2)    Konjungtivitis varisela-zoster
Herpes zoster disebut juga shingle, zona, atau posterior ganglionitis akut. Virus herpes zoster dapat memberikan infeksi pada ganglion gaseri saraf trigeminus. Bila yang terkena ganglion cabang oftalmik maka akan terlihat gejala gejala herpes zoster pada mata. Herpes zoster dapat mengenai semua umur dan umumnya pada usialebih dari 50 tahun. Kelainan yang terjadi akibat herpes zoster tidak akan melangpaui garis median kepala. Herpes zoster dan varisela memberikan gambaran yang sama pada konjungtivitis seperti mata hiperemia, vesikel dan pseudomembran pada konjungtiva, papil, dan pembesaran kelenjar preurikel.
i.    Konjungtivitis inklusi
Konjungtivitis inklusi merupakan penyakit okulogenital disebabkan oleh infeksi klamidia, yang merupakan penyakit kelamin (uretra, prostat, serviks dan epitel rektum), dengan masa inkubasi 5-10 hari.
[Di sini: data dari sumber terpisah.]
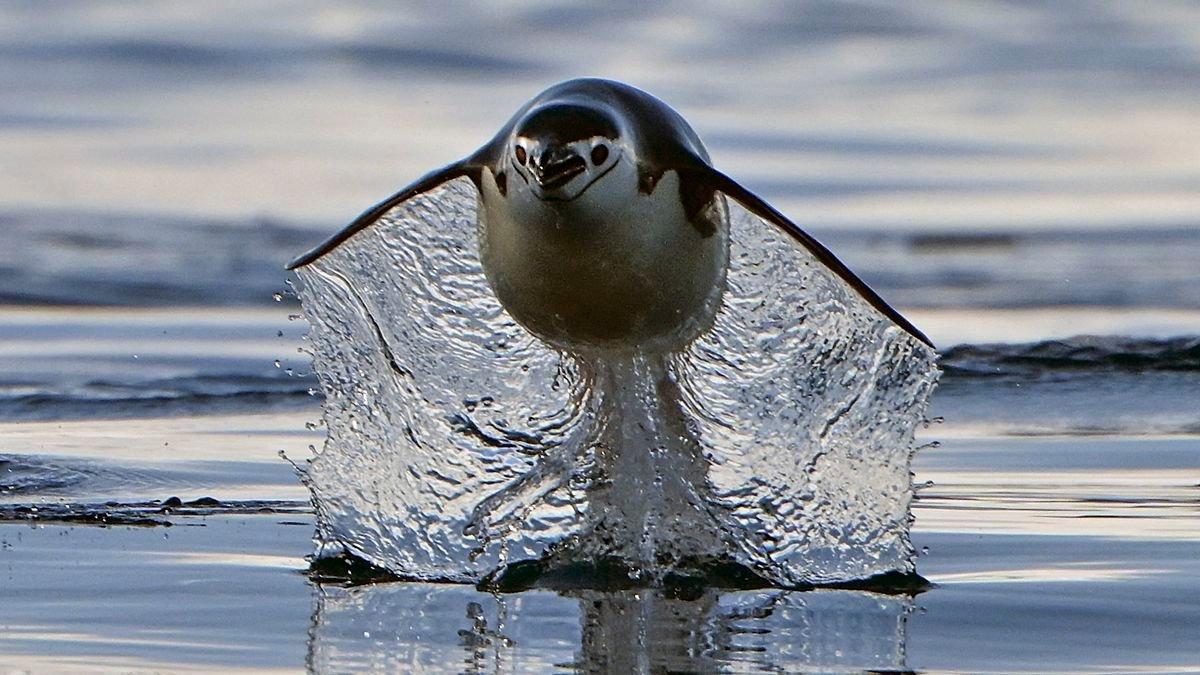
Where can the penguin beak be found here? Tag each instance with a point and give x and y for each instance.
(556, 167)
Klamidia menetap didalam jaringan uretra, prostak serviks dan epitel rektum untuk beberapa tahun sehingga mudah terjadi infeksi ulang. Penyakit ini dapat bersifat epidemik karena merupakan swimming pool konjungtivitis. Pengobatan dengan tetrasiklin atau sulfisoksasol topikal dan sistemik.
j.    Konjungtivitis new castle
Konjungtivitis new castle di sebabkan virus new castle, dengan gambaran klinis sama dengan demam faringo konjungtiva.
Penyakit ini biasanya terdapat pada pekerja peternakan unggas yang ditulari virus new castle yang terdapat pada unggas. Umumnya penyakit ini bersifat unilateral walaupun dapat juga bilateral.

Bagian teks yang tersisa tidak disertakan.